A big committee chairmanship raises Lincoln’s national prestige considerably, but we are not sure it means that much to ordinary Arkansas voters. In the end, her re-election will depend upon whether voters like her instinctively more than her opponent, whoever it will be, and whether they think of her as a person of principle regardless of her stand on specific issues.

Her vacillating stance on nearly everything the past several years — health care, labor reform, tax cuts, the war, climate change, you name it — has damaged everyone’s fair image of her. Maybe her newfound authority will put some starch into her backbone. We hope so. We like Blanche Lincoln.

For sure, the chairmanship will reinforce her standing with some big constituencies: farmers, the forestry industry and the Arkansas-based food and retail giants like Tyson, Walmart and Riceland. They already supported her, but re-electing her now will become a crusade.

There is simply too much at stake. An example: In 2007, Sen. Lincoln blocked the certain passage of a farm-law amendment that would have put a $250,000 cap on agricultural subsidies for any farm operation, a reform sought by urban-state liberals and some conservative Republicans.

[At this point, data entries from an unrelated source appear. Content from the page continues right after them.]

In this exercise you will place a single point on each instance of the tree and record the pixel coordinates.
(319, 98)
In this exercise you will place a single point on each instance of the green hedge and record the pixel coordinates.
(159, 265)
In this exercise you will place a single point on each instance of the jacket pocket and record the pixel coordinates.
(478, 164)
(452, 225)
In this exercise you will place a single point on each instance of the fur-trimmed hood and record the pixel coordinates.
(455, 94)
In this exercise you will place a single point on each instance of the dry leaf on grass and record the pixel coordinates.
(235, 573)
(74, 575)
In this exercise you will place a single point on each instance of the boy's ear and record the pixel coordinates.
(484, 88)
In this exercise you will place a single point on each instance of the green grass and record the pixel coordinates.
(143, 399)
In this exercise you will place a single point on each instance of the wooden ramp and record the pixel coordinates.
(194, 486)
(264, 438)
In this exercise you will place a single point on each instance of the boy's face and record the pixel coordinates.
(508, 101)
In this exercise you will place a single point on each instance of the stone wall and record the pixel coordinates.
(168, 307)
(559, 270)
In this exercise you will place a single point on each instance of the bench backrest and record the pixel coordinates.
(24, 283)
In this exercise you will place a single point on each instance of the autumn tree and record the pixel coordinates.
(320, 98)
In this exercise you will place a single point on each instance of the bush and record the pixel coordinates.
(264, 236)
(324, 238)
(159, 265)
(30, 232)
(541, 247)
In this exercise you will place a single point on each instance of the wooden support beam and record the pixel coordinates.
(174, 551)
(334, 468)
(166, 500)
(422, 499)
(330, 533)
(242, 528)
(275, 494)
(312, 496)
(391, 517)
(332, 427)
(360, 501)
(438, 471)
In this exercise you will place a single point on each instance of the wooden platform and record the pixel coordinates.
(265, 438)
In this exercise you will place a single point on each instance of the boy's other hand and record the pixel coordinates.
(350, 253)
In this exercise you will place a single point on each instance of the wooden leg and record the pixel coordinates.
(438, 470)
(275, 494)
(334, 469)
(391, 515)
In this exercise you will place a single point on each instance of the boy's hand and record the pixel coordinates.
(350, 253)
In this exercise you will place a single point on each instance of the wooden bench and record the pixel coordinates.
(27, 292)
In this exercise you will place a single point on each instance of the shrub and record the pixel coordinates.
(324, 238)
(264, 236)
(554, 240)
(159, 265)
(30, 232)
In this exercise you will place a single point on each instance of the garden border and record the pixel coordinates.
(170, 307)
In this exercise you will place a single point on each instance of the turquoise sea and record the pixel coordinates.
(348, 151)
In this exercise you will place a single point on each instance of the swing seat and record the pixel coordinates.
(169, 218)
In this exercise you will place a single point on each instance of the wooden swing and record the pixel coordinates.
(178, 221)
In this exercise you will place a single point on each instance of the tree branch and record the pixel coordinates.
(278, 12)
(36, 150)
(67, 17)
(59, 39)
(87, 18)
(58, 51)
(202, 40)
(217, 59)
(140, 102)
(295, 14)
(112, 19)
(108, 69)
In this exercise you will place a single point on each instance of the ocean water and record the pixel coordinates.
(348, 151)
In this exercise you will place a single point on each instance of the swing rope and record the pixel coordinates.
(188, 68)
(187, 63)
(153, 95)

They had the votes, but Lincoln’s threatened filibuster forced them to abandon it.

Such is the power of the chairman of the Agriculture Committee that nothing she disapproves will ever likely even surface.

Lincoln champions the cause of every Arkansas business, whether it is worthy in the national context or not, and she is now in position to protect and advance their every interest.

That is some potent support in any statewide election.

Let us extend our congratulations to the senator for having achieved such exalted status for our poor state. And let us hope that she uses the power not simply for the protection of parochial interests but balance those interests with the national welfare. We are, after all, Americans first, Arkansans second.